Final test. connect one wire of test lamp to hub shell. Whilst spinning wheel backwards, apply other test lamp wire to A, B and C in turn. The lamp should NOT light on any of this group of tests.
If the motor passes all these tests, then it is OK electrically, with the possible exception of the hall sensors. You have proved that all coils are OK, and the motor itself is actually spinning inside the hub.
Please report test results, and ask if anything is unclear.

If your motor passes these test, re-connect the phase wires, and trace the phase wires back to the controller. Make a note of where they go, then disconnect them from the controller. Then repeat the test lamp tests on the disconnected wire ends, thus testing the continuity of the phase wires in the harness.

 

[Deleted member 4366]

Where are we now? I can't understand the test you've done and it's too much to read everything again. Try this simple test: get a torch bulb and join two wires to it; connect the ends of the wires to any pair of phase wires; hold the axle still and spin the wheel backwards. You should see the bulb pulsing light. The lower the voltage of the bulb, the brighter it should be. A 1.5v one would be best, but don't spin too fast or it might blow. Repeat for the other two pairs of phase wires. If the phases generate, then they'll work as a motor.

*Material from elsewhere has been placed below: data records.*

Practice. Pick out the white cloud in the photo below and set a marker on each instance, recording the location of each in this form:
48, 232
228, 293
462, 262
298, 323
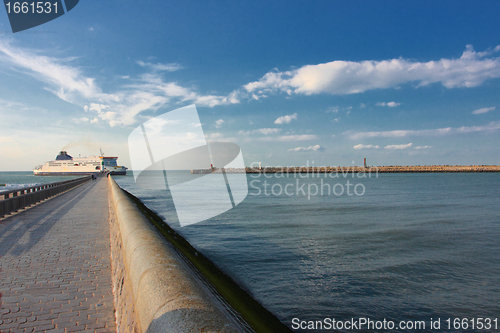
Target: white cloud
310, 148
493, 126
389, 104
304, 137
265, 131
285, 119
350, 77
219, 123
80, 120
160, 67
483, 110
360, 146
219, 137
397, 147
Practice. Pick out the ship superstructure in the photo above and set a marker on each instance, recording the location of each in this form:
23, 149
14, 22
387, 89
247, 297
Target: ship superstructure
65, 164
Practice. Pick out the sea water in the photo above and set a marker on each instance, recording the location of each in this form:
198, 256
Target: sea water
11, 180
398, 247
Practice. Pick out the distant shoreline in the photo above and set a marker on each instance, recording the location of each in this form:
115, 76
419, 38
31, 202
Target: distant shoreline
356, 169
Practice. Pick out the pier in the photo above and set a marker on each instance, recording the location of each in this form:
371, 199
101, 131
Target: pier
92, 259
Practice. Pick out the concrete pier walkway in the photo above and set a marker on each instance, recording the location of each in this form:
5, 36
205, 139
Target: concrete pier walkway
55, 270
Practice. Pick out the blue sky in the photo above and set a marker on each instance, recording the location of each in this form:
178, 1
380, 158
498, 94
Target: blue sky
289, 82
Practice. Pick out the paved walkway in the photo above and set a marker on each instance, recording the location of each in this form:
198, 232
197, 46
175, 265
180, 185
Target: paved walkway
55, 270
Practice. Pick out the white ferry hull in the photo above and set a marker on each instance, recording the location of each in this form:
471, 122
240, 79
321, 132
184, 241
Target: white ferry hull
67, 165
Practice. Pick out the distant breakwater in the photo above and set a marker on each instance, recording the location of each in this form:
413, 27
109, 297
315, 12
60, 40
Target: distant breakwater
357, 169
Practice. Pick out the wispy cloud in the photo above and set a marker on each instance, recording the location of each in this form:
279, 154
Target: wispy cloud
483, 110
285, 119
219, 137
218, 123
398, 147
265, 131
493, 126
348, 77
361, 146
310, 148
389, 104
160, 67
303, 137
85, 120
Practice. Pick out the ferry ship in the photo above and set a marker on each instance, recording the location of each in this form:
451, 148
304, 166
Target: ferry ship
65, 164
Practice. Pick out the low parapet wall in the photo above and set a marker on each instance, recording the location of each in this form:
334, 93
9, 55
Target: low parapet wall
166, 295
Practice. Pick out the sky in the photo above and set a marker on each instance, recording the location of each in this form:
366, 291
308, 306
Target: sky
293, 83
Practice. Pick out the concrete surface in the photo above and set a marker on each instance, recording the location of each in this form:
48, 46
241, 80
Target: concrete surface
55, 272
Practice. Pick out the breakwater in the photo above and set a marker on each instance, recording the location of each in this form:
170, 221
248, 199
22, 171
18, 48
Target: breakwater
357, 169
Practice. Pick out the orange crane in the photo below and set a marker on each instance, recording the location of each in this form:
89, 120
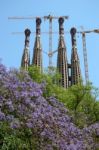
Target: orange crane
50, 18
85, 51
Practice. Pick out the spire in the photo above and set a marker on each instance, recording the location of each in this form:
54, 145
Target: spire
62, 56
25, 62
37, 54
75, 64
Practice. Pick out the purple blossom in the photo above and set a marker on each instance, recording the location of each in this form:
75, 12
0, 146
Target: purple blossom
23, 107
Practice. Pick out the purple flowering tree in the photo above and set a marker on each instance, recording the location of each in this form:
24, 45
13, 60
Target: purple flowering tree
45, 123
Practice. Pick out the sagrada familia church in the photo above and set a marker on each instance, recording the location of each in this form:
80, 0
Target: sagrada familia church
70, 73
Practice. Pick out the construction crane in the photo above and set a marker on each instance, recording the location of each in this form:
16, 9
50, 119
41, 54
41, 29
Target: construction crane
50, 18
85, 51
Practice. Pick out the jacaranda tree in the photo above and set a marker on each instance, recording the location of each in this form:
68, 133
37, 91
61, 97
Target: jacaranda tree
31, 122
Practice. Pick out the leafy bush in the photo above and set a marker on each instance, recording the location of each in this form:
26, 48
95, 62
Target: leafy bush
29, 121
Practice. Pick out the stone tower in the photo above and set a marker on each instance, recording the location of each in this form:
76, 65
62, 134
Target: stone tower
37, 51
62, 64
75, 64
25, 62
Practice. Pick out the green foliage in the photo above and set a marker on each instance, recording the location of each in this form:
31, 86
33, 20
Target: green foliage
79, 99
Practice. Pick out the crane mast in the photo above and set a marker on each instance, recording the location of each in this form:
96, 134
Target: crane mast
85, 57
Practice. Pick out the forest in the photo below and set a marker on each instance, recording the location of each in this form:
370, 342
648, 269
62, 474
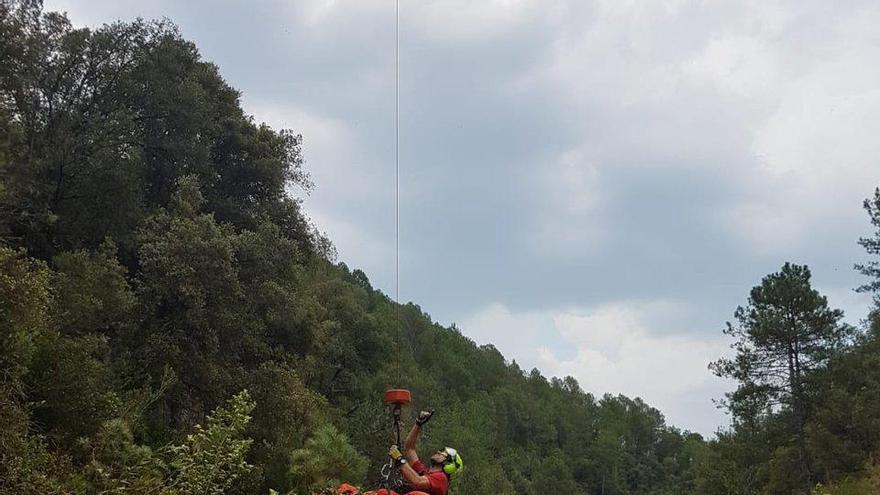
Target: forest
173, 323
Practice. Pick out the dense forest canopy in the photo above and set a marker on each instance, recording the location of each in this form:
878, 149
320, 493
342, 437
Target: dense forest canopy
171, 321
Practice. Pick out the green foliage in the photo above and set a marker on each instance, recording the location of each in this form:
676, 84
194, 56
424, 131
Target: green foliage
213, 457
158, 263
326, 459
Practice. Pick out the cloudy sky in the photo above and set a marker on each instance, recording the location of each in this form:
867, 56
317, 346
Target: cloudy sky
593, 187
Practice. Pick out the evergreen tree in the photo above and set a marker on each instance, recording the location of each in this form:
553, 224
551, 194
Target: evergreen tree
784, 333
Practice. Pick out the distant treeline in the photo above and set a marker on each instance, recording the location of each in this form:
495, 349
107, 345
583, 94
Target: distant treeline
172, 323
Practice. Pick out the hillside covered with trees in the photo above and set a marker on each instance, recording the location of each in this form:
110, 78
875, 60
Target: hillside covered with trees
172, 323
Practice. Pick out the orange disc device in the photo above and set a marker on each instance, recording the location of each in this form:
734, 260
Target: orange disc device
397, 396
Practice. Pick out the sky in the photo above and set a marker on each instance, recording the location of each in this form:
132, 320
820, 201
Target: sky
590, 186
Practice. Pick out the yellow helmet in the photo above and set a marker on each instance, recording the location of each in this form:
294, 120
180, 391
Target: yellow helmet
453, 462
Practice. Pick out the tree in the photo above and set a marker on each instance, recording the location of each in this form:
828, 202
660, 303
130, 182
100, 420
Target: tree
326, 459
785, 332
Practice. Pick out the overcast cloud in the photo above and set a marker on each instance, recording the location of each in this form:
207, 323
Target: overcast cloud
591, 186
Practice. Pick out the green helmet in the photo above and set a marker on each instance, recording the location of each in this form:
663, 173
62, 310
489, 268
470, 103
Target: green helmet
453, 462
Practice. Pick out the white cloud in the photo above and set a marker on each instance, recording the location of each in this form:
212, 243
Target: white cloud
616, 348
565, 221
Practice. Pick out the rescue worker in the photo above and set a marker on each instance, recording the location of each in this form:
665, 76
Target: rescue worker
422, 479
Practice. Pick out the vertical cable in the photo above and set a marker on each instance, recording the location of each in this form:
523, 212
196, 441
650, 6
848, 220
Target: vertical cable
397, 171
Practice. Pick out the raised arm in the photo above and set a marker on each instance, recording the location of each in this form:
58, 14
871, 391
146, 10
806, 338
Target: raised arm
409, 447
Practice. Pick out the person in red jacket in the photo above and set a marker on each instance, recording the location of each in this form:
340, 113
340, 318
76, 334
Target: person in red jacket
432, 479
422, 479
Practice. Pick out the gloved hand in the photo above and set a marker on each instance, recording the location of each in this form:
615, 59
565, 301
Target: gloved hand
424, 416
395, 454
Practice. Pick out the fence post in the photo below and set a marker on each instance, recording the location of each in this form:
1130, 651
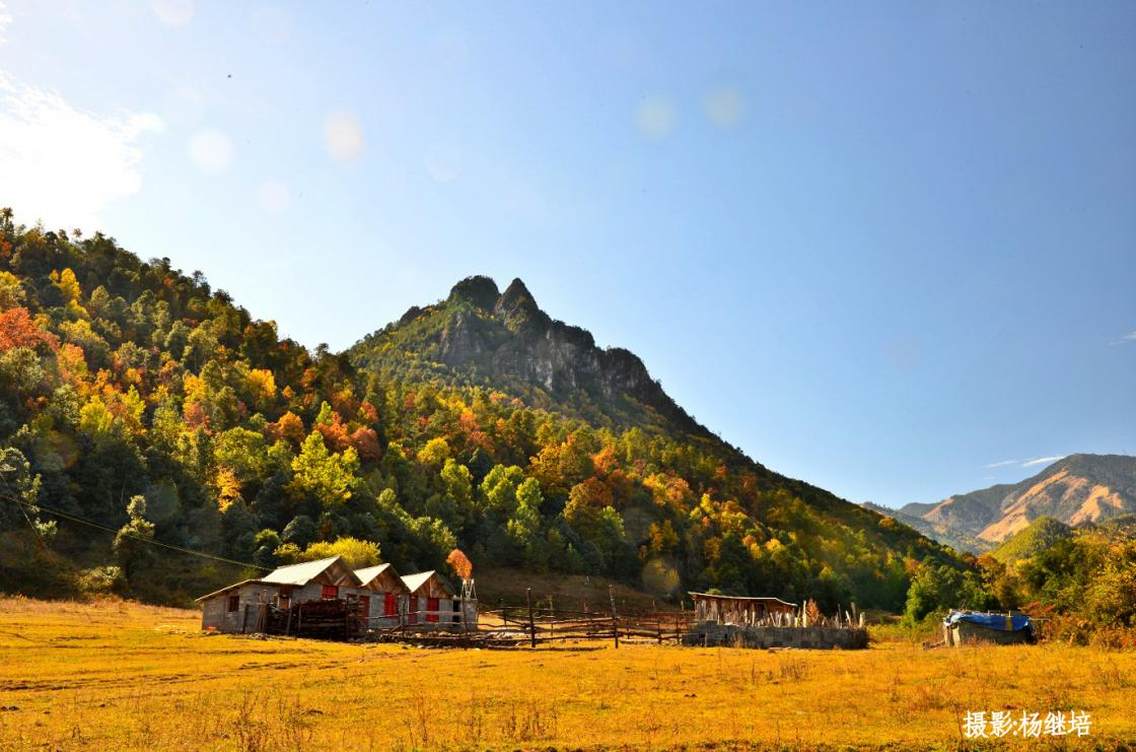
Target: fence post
615, 617
532, 627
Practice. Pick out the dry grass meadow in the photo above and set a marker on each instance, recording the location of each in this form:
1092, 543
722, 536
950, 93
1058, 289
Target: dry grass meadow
122, 676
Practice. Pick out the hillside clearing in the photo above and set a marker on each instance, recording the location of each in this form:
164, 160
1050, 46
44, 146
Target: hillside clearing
117, 675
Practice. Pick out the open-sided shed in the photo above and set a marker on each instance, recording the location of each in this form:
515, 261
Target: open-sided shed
737, 609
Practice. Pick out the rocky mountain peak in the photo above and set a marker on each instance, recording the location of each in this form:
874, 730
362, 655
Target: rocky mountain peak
479, 291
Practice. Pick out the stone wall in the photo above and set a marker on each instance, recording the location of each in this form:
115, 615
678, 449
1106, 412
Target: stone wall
727, 635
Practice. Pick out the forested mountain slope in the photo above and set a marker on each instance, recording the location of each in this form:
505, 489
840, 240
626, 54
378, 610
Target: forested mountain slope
142, 400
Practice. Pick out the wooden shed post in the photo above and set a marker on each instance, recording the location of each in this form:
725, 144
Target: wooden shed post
532, 626
615, 617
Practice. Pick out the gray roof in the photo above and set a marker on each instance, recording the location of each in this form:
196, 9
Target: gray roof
740, 598
370, 573
300, 574
417, 579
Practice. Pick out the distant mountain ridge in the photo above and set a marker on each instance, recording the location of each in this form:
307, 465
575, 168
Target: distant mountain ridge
1076, 491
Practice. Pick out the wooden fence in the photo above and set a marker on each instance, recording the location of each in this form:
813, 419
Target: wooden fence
537, 624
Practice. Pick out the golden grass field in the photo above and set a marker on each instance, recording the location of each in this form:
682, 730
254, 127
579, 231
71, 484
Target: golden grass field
120, 676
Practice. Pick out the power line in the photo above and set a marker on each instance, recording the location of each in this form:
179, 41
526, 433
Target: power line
80, 520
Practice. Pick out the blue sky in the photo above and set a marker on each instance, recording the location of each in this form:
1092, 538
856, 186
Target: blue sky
890, 248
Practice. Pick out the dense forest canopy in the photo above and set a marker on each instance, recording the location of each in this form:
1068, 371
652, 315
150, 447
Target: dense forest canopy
141, 399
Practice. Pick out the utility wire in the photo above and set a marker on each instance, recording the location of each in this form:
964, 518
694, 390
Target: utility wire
80, 520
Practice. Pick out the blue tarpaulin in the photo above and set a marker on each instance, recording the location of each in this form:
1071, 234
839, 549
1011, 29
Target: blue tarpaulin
1001, 621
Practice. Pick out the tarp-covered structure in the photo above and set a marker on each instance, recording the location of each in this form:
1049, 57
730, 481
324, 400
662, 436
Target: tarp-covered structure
962, 627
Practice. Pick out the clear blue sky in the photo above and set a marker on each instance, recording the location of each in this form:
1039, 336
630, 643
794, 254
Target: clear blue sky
890, 249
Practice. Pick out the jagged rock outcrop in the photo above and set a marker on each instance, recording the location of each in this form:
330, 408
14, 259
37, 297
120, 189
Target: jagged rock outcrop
506, 337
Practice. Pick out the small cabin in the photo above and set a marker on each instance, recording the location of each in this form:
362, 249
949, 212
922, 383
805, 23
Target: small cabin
382, 596
237, 608
740, 610
243, 607
431, 602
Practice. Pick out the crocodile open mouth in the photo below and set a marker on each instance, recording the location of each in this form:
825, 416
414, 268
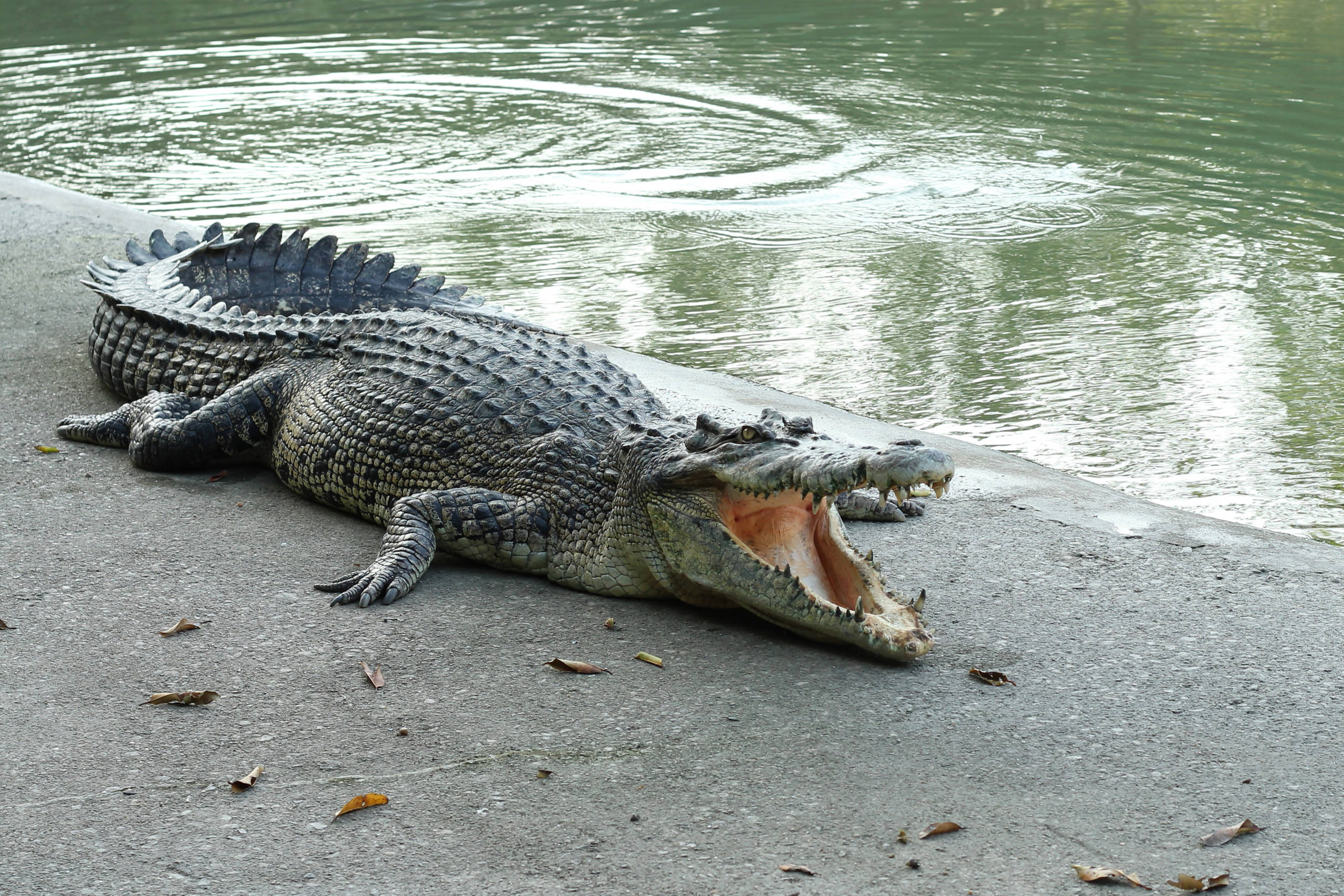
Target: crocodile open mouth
792, 532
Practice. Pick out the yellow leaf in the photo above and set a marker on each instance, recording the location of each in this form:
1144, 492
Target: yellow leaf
574, 666
182, 626
996, 679
1187, 883
941, 828
1223, 835
375, 676
187, 698
363, 801
1093, 873
246, 781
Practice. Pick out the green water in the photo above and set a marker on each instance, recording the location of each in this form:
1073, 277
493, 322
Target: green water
1104, 236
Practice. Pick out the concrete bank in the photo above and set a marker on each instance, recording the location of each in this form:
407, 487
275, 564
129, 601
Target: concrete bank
1175, 675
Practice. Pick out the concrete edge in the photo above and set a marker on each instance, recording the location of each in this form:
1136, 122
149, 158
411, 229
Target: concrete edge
1016, 481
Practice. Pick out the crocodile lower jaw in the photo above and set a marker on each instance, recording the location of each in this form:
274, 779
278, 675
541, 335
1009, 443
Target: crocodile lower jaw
844, 598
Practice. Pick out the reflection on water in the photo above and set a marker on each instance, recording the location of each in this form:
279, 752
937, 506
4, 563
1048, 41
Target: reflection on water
1105, 236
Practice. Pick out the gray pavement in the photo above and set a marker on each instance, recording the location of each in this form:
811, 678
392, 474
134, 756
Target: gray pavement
1175, 675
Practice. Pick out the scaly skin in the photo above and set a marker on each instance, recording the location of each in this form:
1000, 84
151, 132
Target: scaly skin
463, 429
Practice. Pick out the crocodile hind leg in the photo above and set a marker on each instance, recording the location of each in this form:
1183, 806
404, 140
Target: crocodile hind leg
476, 524
169, 431
857, 505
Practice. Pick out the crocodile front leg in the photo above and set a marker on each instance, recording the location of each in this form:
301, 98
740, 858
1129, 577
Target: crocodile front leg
171, 431
476, 524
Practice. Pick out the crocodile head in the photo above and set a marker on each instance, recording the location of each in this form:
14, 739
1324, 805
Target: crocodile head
743, 513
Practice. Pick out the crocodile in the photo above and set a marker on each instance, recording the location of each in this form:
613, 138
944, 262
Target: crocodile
467, 430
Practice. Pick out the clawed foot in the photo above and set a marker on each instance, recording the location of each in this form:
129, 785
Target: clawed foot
380, 582
112, 430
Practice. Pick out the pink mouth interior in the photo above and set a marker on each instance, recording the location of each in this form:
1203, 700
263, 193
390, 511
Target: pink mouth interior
783, 530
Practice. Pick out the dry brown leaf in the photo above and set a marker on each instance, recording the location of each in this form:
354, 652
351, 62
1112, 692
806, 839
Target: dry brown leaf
941, 828
246, 781
1093, 873
363, 801
375, 676
1223, 835
996, 679
1187, 883
574, 666
186, 698
182, 626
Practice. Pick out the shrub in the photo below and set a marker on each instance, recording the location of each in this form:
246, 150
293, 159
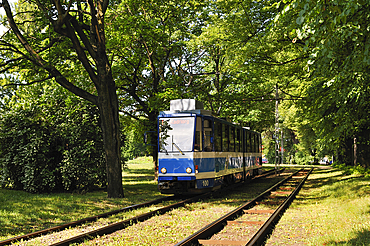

Next check the hall wires 5v supply and each phase should pulse when you turn the wheel backwards. If that's ok as well, then you only have to get the phase wires and halls in the correct sequence. I guess you checked the colours accross the connectors.

 

[neptune]

I have never heard of GT85, but I assume it is similar to WD40. The laquer or varnish used on winding wire is very tough, and there are very few solvents or chemicals that effect it. I would say damage from GT85 is very unlikely, or the motor would not pass the tests described in your last post.

 

[mgfx]

GT85 is a bicycle maintainance spray, "lubricator, pernetrator, and water displacer with added PTFE" according to the tin!